In a Chinese Factory, the Violence Is Rumor but the Layoffs Are Real

STATE workers frustrated by the threat of joblessness burned down a workshop at the beleaguered Tianjin Watch Factory. A female employee jumped off the roof of a building, and the factory manager was murdered. Finally, Chinese troops arrived to take over the factory and quell the unrest among its 5,000 workers.

All these so-called events never happened, although the loss-ridden firm is undergoing a major streamlining of its work force, according to factory workers and the state-run press.

But the persistent and widespread rumors, which recently alarmed the eastern port city of Tianjin and neighboring Beijing, signal how jittery Chinese state factory workers are over the threat of unemployment.

An estimated 20 million to 30 million workers in China's state-run firms are redundant and face possible unemployment as the country moves to scrap its 40-year-old guaranteed job system.

A government plan to "smash the three irons" of fixed jobs, wages, and positions for China's 140 million workers is part of a drive by Chinese leader Deng Xiaoping to streamline the stagnant, state-run sector.

The plan faces major obstacles, however. China still lacks an active labor market, and existing unemployment insurance funds amount to less than 20 percent of that required for 1992 alone, Chinese economists estimate.

Meanwhile, pressure on the government to create new jobs is high, as another 36 million Chinese city dwellers will begin looking for work between 1991 and 1995.

The biggest problem lies in the dependent mentality of the gigantic Chinese work force, which has been nurtured for decades on socialist policies that made firing virtually impossible.

At the financially strapped Tianjin Watch Factory, which this February sent about 60 percent of its workers home on an extended leave, employees say the streamlining policies are creating a "crisis."

Xu Guoliang and his wife, both factory workers, together are paid about $58 a month, or 25 percent less than before the factory instituted the austerity measures.
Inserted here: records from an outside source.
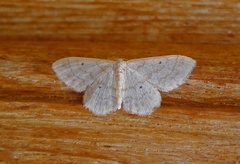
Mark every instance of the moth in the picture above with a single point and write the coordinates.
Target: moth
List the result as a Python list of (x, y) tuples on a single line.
[(133, 85)]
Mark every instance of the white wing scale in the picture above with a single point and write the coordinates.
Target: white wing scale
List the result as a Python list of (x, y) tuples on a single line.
[(166, 72), (143, 78), (140, 97)]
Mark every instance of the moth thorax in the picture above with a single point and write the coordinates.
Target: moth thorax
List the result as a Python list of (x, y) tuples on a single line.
[(120, 80)]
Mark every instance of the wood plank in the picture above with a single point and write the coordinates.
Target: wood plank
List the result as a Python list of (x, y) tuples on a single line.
[(42, 121), (182, 21)]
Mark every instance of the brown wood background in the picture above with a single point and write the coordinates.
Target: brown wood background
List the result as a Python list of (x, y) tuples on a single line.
[(42, 121)]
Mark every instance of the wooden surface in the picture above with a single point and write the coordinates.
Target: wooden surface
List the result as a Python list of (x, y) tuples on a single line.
[(42, 121), (181, 21)]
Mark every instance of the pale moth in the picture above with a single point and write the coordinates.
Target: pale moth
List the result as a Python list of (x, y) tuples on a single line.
[(133, 85)]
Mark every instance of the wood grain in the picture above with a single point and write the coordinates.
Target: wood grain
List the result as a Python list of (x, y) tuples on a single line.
[(42, 121), (182, 21)]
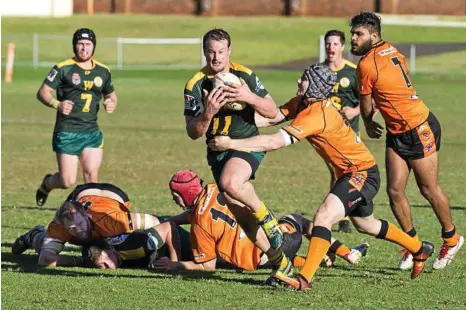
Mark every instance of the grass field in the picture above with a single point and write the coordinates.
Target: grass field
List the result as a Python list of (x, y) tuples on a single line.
[(146, 142)]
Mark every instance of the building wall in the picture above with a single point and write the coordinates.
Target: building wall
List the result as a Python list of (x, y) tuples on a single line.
[(274, 7)]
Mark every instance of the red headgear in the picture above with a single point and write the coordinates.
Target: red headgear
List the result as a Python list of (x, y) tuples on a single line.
[(187, 184)]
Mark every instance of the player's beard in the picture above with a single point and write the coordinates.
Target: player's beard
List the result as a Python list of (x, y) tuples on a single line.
[(363, 49)]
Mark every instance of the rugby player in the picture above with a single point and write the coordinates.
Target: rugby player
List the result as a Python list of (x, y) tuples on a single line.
[(413, 132), (358, 181), (205, 115), (80, 83)]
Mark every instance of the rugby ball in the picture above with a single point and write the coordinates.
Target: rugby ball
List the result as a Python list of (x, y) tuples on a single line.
[(223, 77)]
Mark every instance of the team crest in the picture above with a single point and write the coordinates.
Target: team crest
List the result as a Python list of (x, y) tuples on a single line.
[(344, 82), (76, 79), (98, 81)]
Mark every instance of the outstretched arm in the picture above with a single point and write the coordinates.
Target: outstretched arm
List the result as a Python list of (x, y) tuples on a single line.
[(262, 122)]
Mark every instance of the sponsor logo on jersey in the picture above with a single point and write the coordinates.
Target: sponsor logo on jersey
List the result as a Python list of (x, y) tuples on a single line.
[(76, 79), (421, 128), (354, 202), (190, 103), (200, 255), (357, 178), (52, 75), (259, 85), (344, 82), (206, 201), (117, 240), (98, 81), (88, 85), (152, 243), (294, 129), (387, 51)]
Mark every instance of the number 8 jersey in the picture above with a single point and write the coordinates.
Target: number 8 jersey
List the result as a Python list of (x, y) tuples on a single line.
[(85, 88), (382, 72), (215, 231), (235, 124)]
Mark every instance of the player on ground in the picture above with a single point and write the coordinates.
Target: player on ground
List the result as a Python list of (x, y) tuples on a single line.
[(232, 170), (137, 249), (93, 210), (80, 83), (216, 235), (344, 94), (358, 180), (413, 132)]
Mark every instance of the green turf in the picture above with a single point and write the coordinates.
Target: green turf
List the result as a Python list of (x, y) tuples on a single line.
[(145, 142), (285, 39)]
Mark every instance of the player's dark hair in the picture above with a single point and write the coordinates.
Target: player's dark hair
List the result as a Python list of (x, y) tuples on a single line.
[(68, 209), (84, 34), (368, 20), (92, 252), (335, 33), (216, 35)]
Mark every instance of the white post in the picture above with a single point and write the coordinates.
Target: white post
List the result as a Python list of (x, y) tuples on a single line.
[(412, 59), (203, 61), (321, 48), (119, 53), (35, 50)]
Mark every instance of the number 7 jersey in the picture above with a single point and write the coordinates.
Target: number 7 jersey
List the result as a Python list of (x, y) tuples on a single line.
[(383, 73), (85, 88), (215, 231)]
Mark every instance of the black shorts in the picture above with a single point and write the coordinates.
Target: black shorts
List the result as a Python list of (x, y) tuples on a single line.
[(217, 161), (418, 142), (101, 186), (356, 190), (292, 235)]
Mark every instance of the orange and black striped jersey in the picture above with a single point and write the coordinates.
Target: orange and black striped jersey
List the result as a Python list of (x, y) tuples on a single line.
[(383, 73), (331, 136), (108, 218), (215, 231)]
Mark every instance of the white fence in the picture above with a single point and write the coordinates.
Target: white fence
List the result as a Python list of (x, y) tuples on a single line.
[(41, 50), (411, 57)]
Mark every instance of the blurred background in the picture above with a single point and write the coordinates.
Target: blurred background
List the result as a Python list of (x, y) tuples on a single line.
[(165, 34)]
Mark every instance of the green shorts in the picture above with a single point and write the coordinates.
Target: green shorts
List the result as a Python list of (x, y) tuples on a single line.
[(73, 143), (217, 161)]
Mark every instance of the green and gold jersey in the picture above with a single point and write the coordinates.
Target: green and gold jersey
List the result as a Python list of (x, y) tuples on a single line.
[(85, 88), (344, 93), (235, 124), (138, 248)]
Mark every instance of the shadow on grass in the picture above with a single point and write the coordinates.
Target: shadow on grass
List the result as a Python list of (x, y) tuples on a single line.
[(65, 249), (28, 264), (28, 208)]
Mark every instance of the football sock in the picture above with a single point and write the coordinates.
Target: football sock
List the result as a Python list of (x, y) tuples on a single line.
[(413, 233), (393, 234), (298, 261), (450, 238), (318, 246), (339, 248)]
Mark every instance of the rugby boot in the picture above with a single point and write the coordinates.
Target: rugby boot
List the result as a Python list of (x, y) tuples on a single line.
[(24, 242), (447, 254)]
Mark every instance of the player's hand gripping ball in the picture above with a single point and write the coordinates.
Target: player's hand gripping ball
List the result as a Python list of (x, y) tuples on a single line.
[(220, 79)]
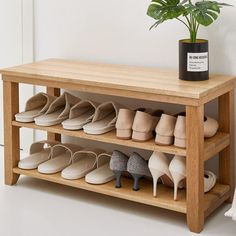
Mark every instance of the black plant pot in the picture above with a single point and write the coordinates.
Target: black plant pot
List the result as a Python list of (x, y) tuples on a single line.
[(193, 60)]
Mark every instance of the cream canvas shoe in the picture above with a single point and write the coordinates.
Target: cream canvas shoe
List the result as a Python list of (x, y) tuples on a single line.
[(210, 128), (180, 131), (144, 125), (124, 123), (165, 130)]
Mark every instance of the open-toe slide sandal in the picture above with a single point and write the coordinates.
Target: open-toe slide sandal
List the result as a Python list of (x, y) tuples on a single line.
[(104, 119), (58, 111), (82, 163), (39, 153), (103, 173), (35, 106), (60, 158), (80, 114)]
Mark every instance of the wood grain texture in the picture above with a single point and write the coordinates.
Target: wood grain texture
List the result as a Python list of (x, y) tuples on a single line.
[(126, 78), (226, 122), (144, 195), (11, 133), (195, 168), (211, 147)]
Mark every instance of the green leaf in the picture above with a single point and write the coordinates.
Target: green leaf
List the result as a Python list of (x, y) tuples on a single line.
[(162, 10), (206, 12)]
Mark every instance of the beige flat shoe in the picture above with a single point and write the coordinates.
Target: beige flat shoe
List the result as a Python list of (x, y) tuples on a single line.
[(210, 128), (58, 111), (165, 130), (35, 106), (180, 131), (144, 125), (124, 123)]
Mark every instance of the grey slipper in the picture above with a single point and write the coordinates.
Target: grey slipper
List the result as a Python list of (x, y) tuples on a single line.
[(118, 164), (138, 168)]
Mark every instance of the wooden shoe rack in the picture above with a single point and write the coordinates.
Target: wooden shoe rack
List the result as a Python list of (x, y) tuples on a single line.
[(145, 84)]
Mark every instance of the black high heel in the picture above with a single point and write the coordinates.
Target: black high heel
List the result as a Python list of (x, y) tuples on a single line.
[(118, 164), (136, 178)]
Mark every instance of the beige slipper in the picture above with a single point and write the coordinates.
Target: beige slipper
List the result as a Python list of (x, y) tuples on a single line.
[(60, 158), (104, 119), (80, 114), (165, 130), (144, 125), (35, 106), (39, 153), (210, 129), (82, 163), (102, 174), (58, 111)]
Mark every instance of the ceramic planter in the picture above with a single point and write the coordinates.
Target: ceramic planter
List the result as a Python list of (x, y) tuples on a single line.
[(193, 60)]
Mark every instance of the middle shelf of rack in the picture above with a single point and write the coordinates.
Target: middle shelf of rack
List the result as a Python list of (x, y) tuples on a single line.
[(212, 145), (164, 197)]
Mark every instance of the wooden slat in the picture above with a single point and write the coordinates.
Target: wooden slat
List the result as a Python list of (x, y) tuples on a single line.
[(11, 133), (144, 195), (216, 144), (195, 167), (130, 79), (215, 198), (226, 160), (212, 145), (106, 138), (164, 198)]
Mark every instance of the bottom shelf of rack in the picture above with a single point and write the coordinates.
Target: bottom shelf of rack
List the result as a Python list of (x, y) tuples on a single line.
[(164, 199)]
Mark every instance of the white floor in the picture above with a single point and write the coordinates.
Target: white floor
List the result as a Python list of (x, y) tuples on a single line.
[(38, 208)]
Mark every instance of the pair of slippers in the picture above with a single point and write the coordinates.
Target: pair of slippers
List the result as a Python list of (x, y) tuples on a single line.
[(72, 161), (73, 113)]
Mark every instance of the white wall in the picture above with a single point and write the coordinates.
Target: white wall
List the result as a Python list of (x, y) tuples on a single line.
[(16, 47), (117, 31)]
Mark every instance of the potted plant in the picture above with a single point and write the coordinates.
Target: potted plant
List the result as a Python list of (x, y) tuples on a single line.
[(193, 52)]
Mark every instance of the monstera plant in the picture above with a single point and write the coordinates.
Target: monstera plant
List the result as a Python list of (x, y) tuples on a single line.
[(192, 15)]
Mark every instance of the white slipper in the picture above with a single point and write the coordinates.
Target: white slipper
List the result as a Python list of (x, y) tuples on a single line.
[(58, 111), (39, 153), (104, 119), (60, 158), (103, 173), (83, 162), (209, 180), (35, 106), (80, 114)]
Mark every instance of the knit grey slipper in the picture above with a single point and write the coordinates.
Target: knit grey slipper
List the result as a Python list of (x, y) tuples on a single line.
[(138, 168), (118, 164)]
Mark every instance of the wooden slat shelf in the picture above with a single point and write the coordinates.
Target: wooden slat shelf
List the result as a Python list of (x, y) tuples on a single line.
[(139, 83), (212, 145), (144, 195)]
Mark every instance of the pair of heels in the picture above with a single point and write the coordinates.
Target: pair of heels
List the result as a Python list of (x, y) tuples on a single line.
[(169, 171), (135, 165)]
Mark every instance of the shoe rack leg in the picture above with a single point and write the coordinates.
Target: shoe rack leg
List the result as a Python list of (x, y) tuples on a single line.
[(195, 168), (11, 133), (54, 92), (226, 157)]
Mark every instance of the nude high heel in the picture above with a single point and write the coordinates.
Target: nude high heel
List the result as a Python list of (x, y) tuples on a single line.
[(159, 167), (178, 172)]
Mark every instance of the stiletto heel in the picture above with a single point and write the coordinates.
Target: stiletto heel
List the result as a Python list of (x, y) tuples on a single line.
[(118, 164), (159, 166), (176, 178), (178, 172), (155, 175), (136, 178), (118, 176)]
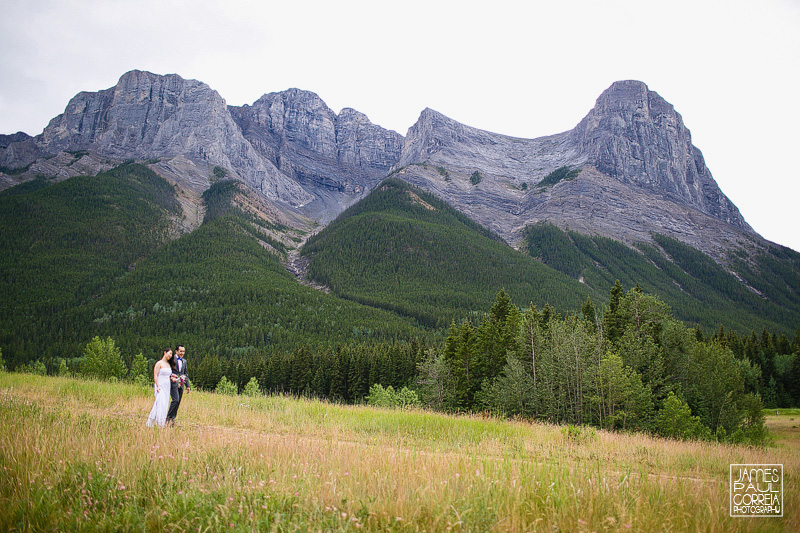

An estimated 300 workers at the factory are expected to lose their jobs once the reorganization is complete, employees say.

"We won't starve, but we can't eat well," says another worker, who recently learned that he is likely to be jobless after 16 years at the factory.

"If I go to a restaurant, it will eat up half my wage," says the worker, who incurred a 40 percent salary cut. "We can't save any money now."

All women workers at the factory, like Mrs. Xu, have been forced to retire once they reach 47 years old, three years before the normal retirement age.

Workers denied the rumors of suicide and armed intervention. But some said a few employees protested before the Tianjin Communist Party headquarters in April, when formal layoff decisions began. Factory officials declined to be interviewed.

City officials instructed the factory to keep workers on the premises, employees say.

In a drastic measure to keep wages up, the factory has distributed the overstocked watches to workers, who can try to peddle them at a Tianjin free market created for ailing state firms to unload their goods.

Yet the factory's workers, who will be given six months of unemployment aid after they are dismissed, fear they are too specialized to find jobs in sales or other services.

"We are paying the price for the past," Mr. Xu says. "But we must pay the price if we want a better result."